Çalışıyorum. Ama masamdaki takvime bakınca, 4 Şubat 2001'i, seni hatırladım.
Tane tane konuşurdun. Amfide, sınıfta, kürsüde hep yavaş yavaş, herkesin anlayacağı bir lisan ile konuşurdun. O anlattığın konuyu ilk defa duyanlar, sanki evvelden bu meselelere âşinaymış gibi rahatlar, can kulağıyla dinlerlerdi. Sen aşkla anlatırdın, biz zevkle dinlerdik.
O dersler bitmeseydi. Bilgiyle birlikte intikal eden edep... Türkçe edep diliydi sana göre. O sebepten Tükçe konuşmak, evvel-emirde bir edep işiydi. Öyle derdin. Huzurunda kelimeleri özenle seçerdik. Çünkü kelimelerin her birinde bir hayat vardı.
Ne tatlı tebessümün vardı. Mütebessim, ama vakarlı... Cıvık insanları sevmezdin. İlmin ağırlığı olmalıydı; ama tevazuyla ve samimiyetle dengelenen bir ağırlık... İşte vakar buydu. Sen yazı tahtasında Osmanlı Türkçesini öğretirken de Edebi metinler okuturken de hep o mütebessim nazarınla gönüllere dokunur, vakarlı, onurlu, özgüven sahibi ilim adamları olmamızı telkin ederdin.

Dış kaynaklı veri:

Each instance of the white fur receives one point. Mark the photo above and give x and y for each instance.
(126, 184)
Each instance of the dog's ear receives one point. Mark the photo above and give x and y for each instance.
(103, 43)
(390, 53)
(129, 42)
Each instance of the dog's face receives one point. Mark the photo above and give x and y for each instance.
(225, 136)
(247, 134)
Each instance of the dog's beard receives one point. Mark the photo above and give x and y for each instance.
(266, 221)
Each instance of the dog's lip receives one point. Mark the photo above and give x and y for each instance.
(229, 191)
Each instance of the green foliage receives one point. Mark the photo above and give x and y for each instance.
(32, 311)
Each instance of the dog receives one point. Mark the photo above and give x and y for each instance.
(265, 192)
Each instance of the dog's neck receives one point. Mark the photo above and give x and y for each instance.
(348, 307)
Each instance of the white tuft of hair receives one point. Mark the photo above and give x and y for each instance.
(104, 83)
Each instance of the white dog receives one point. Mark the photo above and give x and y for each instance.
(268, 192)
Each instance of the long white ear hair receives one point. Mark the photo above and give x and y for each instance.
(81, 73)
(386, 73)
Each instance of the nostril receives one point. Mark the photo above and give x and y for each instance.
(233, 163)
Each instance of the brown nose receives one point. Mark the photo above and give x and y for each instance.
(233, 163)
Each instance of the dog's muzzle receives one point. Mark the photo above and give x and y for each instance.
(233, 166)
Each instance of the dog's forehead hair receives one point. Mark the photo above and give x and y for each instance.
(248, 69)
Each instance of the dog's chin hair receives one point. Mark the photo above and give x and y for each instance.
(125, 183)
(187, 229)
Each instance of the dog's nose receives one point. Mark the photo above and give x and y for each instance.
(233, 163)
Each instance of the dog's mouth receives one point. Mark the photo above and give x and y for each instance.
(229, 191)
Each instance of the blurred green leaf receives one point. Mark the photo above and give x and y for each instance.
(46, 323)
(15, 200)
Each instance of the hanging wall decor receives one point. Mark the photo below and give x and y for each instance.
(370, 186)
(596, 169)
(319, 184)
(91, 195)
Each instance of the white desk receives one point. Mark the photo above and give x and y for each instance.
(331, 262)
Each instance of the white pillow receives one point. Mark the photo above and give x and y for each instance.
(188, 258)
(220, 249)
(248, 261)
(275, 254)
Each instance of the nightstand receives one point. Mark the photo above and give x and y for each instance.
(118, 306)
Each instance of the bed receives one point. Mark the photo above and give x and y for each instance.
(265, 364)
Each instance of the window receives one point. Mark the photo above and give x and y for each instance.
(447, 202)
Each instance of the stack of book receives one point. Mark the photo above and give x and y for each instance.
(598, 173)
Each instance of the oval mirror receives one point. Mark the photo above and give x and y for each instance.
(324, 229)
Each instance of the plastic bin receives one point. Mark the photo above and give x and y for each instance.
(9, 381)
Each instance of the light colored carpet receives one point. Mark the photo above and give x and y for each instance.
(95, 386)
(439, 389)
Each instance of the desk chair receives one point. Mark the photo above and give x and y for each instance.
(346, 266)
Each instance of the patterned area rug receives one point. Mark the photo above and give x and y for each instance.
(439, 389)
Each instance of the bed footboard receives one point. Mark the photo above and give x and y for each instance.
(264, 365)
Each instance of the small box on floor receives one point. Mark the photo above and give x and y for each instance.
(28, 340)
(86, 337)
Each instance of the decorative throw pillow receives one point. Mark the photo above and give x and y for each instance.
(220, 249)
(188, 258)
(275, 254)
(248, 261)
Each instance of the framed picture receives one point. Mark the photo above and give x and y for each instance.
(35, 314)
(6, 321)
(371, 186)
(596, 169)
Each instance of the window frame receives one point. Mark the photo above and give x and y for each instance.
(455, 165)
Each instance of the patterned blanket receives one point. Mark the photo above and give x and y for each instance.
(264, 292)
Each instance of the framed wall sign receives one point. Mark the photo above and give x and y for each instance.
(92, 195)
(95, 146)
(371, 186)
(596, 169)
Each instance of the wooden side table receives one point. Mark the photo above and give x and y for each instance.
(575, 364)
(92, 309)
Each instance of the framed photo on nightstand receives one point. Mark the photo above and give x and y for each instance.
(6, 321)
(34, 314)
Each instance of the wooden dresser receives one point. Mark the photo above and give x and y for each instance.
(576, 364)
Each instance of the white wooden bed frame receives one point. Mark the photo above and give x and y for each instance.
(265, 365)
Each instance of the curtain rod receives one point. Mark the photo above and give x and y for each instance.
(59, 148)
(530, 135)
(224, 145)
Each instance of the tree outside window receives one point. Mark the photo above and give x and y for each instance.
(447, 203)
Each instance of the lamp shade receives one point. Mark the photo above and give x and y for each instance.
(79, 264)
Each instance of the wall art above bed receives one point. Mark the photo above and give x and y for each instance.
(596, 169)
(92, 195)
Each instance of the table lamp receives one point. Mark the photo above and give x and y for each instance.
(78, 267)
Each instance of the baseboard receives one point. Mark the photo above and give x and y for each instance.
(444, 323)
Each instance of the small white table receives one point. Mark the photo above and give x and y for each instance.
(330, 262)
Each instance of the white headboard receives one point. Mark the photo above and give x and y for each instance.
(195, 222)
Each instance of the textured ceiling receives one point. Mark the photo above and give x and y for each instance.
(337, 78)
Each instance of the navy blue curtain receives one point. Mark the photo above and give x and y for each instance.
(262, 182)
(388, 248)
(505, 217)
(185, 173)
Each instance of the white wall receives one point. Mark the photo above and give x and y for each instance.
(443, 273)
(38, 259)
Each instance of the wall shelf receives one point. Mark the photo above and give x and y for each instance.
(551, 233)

Şimdi, Fakülteden ayrıldığın gün geldi hatirima. Emekli olmuştun... Erken emeklilik. Başka vazifelerin vardı. Başka hizmetlerin. Kitaplarını kolilere korken, teker teker hepsine nazar ediyor, bazı yazmalara dair hikayeler anlatıyordun. Ogün senin alanında çalışmaya karar vermemde bu hikayeler ve verdiğin kitap etkili oldu. Hayata dokunmayı, ilim insanının önünü açmayı, ufuk ve vizyon kazandırmayı, bu toprağın değerlerini, dilimizin, milletimizin asaletini ve daha nice güzellikleri öğrettiğin öğrencilerinden ayrıldığın o gün... O gün, "hocalık en temel vazifedir" fikrini nasıl da nakşetmiştin gönlüme.

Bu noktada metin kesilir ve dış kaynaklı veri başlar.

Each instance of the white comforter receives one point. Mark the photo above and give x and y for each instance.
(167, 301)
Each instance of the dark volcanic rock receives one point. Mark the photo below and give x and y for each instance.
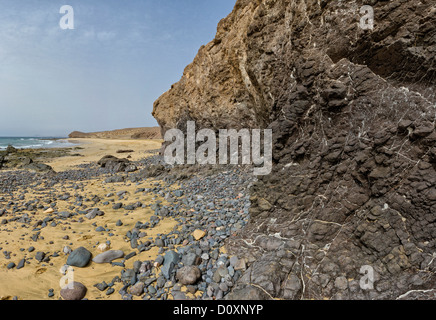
(79, 258)
(113, 164)
(73, 291)
(352, 114)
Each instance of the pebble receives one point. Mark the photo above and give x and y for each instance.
(73, 291)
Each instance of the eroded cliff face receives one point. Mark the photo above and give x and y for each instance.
(354, 143)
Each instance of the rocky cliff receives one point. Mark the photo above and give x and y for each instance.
(353, 188)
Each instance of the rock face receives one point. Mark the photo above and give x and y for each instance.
(349, 210)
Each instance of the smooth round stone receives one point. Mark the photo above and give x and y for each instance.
(79, 258)
(103, 247)
(73, 291)
(108, 256)
(188, 275)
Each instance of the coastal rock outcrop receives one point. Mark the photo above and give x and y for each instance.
(348, 211)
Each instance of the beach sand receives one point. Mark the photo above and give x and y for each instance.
(34, 280)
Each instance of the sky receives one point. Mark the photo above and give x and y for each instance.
(105, 73)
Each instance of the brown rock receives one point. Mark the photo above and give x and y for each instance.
(75, 291)
(188, 275)
(198, 234)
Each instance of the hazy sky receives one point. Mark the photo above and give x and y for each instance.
(107, 72)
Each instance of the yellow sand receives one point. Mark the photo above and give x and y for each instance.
(34, 280)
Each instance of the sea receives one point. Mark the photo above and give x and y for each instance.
(34, 142)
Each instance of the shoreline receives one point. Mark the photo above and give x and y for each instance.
(166, 222)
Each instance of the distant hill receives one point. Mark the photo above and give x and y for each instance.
(129, 133)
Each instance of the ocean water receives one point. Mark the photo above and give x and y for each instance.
(34, 143)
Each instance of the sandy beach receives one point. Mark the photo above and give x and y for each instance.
(35, 279)
(169, 224)
(95, 149)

Şimdi takvim 4 Şubat'ı gösteriyor. O vakit Van'dayım. Haber aldığımda, uzaklardan, sıladan çok uzakta gönüllü sürgün yurdundan gelen haber... Beklenmeyen o haberi aldığımız gün. Van'dan Ankara üzeri İstanbul'a geldiğimde, bütünüyle hayatı karabasan gibi istila eden 28 Şubat'ın kasvetli haberlerine rağmen Fatih Camii'ni doldurup caddelere ve sokaklara yayılan mü'min dostlarını, kardeşlerini gördüğüm o gün. O gün anlamıştım, "Allah sevdiği kulunu, sevdirir" gerçeğini. Tabutunun arkasından Eyüp'e doğru mahzun, ama asil ve kararlı bir şekilde yürürken gönle neler neler düşmüştü. O vakit, bir dost, sevdiğin, değer verdiğin bir güzel insanın, Ahmet Kabaklı'nın da cemâle yürüdüğü haberini vermişti. Ebedî istirahatgâhına geldiğimiz demde, seni, sevdiklerinle yanyana Süleymaniye'de sırlamamıza mani olan zevat, Eyüp'ün manasını idrak edememişti. "Kahırda lütuf vardır, gamlanma..." dediğin günleri hatırladım. Rahmet indi şehre...
O gün ayrılamadım İstanbul'dan. Sanki, Türk Edebiyatı'nı sabırla yayımlayan, Türkçenin hizmetkarı Ahmet Kabaklı'yı da uğurlamamı istemiştin... Öyle düşmüştü gönlüme. Vazifeyi ifa edip dönerken Van'a, manen yetim kaldığımın idrakiyle hayatın daha da ağırlaştığını hissetmiştim. İmdi rahmet olsun Hocam, rahmet... Alperen ruhlu şehit hocam.